🤖 AI Summary
To address the high annotation cost and low sample efficiency in semantic classification of single-photon LiDAR images, this paper proposes the first imaging-condition-aware active learning framework tailored for single-photon imagery. Our method jointly models predictive uncertainty and physical sensitivity to imaging conditions—such as photon budget, background noise, and surface reflectance—enabling environment-adaptive sample selection. We further integrate synthetic data augmentation to explicitly capture imaging condition variability. Evaluated on synthetic data, our approach achieves 97% accuracy using only 1.5% labeled samples; on real single-photon LiDAR data, it attains 90.63% accuracy with just 8% labeled data—surpassing the best baseline by 4.51% and approaching conventional image classification performance. To our knowledge, this is the first work to embed imaging physics priors into the active learning paradigm, establishing a novel methodology for resource-efficient single-photon visual understanding.
📝 Abstract
Single-photon LiDAR achieves high-precision 3D imaging in extreme environments through quantum-level photon detection technology.

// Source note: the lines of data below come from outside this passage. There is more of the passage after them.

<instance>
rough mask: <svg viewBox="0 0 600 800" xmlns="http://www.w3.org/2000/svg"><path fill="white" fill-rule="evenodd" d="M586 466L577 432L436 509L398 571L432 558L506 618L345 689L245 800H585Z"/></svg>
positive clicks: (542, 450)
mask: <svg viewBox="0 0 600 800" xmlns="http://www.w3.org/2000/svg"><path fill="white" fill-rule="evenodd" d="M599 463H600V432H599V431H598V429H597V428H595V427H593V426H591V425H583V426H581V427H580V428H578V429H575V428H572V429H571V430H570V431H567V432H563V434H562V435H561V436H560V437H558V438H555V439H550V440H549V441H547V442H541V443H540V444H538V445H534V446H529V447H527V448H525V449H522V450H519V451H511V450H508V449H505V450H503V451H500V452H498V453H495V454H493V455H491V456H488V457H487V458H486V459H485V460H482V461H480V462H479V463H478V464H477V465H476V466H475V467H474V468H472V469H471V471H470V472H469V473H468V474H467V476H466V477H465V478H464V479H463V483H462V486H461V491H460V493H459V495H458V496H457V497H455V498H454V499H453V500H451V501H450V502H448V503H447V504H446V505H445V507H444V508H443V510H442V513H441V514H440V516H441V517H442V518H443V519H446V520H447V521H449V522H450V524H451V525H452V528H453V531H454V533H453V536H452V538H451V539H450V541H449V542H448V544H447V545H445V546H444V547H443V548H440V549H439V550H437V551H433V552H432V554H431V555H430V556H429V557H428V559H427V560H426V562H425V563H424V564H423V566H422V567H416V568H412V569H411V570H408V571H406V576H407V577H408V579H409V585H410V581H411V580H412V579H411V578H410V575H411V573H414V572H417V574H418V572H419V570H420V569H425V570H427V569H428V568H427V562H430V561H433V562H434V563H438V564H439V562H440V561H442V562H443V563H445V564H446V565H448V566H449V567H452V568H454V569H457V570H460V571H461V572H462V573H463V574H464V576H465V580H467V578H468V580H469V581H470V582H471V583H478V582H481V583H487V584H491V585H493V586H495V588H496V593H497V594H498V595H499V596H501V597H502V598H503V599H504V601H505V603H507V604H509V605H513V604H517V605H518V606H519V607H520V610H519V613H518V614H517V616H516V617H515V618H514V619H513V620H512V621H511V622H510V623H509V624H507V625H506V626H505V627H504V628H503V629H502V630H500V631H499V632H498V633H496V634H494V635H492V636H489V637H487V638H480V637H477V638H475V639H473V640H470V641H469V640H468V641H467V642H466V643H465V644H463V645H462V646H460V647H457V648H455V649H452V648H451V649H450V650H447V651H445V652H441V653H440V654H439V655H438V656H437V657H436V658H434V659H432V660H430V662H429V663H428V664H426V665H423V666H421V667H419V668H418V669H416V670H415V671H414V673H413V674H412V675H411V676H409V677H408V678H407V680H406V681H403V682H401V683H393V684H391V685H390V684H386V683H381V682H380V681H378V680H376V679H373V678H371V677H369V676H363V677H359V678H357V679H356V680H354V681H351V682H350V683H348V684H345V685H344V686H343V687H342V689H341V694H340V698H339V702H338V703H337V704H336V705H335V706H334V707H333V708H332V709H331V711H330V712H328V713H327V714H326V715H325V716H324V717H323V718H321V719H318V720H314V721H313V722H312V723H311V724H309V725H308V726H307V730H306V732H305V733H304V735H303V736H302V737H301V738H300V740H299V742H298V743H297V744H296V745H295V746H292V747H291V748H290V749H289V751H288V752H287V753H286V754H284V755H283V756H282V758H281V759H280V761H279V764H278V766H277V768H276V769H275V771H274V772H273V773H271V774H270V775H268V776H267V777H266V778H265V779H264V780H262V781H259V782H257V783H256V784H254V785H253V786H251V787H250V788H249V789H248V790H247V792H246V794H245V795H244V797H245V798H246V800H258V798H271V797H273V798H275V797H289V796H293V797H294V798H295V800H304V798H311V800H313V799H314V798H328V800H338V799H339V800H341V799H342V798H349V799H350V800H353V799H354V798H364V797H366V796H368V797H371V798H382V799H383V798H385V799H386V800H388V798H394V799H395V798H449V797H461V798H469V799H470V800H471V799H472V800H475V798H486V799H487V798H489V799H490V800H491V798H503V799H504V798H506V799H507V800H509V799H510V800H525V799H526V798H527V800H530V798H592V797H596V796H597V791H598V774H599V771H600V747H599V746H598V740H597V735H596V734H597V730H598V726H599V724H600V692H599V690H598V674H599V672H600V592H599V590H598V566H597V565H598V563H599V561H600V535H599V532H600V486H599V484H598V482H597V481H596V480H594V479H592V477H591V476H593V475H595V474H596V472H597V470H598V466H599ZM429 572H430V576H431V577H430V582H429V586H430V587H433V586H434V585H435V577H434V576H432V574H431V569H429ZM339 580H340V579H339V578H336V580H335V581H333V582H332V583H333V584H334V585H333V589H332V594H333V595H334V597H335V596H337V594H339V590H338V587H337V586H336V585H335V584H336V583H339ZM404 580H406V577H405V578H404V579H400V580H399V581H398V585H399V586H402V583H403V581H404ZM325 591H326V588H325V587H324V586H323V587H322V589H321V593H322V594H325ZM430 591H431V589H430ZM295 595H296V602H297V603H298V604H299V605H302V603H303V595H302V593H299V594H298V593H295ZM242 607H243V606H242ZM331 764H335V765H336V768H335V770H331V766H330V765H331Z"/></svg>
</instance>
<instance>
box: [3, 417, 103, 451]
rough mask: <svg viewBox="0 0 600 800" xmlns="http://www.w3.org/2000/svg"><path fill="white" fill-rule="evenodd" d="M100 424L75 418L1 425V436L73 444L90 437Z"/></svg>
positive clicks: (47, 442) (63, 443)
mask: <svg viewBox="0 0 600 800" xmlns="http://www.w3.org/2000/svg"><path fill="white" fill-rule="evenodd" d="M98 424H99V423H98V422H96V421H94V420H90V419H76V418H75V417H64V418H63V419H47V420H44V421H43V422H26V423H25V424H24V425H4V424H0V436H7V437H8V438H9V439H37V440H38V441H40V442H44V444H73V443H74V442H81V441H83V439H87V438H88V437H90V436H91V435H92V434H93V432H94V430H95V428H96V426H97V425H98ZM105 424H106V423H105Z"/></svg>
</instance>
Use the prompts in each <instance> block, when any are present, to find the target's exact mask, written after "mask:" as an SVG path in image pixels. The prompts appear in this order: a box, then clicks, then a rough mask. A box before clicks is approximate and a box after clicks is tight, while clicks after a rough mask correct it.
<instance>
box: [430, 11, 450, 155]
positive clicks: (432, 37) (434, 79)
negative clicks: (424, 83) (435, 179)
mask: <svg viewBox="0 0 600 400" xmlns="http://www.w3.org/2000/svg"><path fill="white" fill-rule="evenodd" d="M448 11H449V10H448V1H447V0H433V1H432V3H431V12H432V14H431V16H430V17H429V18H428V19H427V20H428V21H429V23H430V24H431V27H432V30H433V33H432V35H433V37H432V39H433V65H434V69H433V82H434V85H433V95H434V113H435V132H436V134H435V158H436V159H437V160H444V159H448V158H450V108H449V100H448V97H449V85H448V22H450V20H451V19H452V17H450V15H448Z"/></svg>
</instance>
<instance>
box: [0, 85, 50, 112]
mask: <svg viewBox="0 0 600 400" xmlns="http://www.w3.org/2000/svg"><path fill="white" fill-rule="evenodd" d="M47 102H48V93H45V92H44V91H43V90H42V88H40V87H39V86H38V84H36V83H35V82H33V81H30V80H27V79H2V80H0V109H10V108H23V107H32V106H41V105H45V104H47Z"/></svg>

Current research primarily focuses on reconstructing 3D scenes from sparse photon events, whereas the semantic interpretation of single-photon images remains underexplored, due to high annotation costs and inefficient labeling strategies. This paper presents the first active learning framework for single-photon image classification. The core contribution is an imaging condition-aware sampling strategy that integrates synthetic augmentation to model variability across imaging conditions. By identifying samples where the model is both uncertain and sensitive to these conditions, the proposed method selectively annotates only the most informative examples. Experiments on both synthetic and real-world datasets show that our approach outperforms all baselines and achieves high classification accuracy with significantly fewer labeled samples. Specifically, our approach achieves 97% accuracy on synthetic single-photon data using only 1.5% labeled samples. On real-world data, we maintain 90.63% accuracy with just 8% labeled samples, which is 4.51% higher than the best-performing baseline. This illustrates that active learning enables the same level of classification performance on single-photon images as on classical images, opening doors to large-scale integration of single-photon data in real-world applications.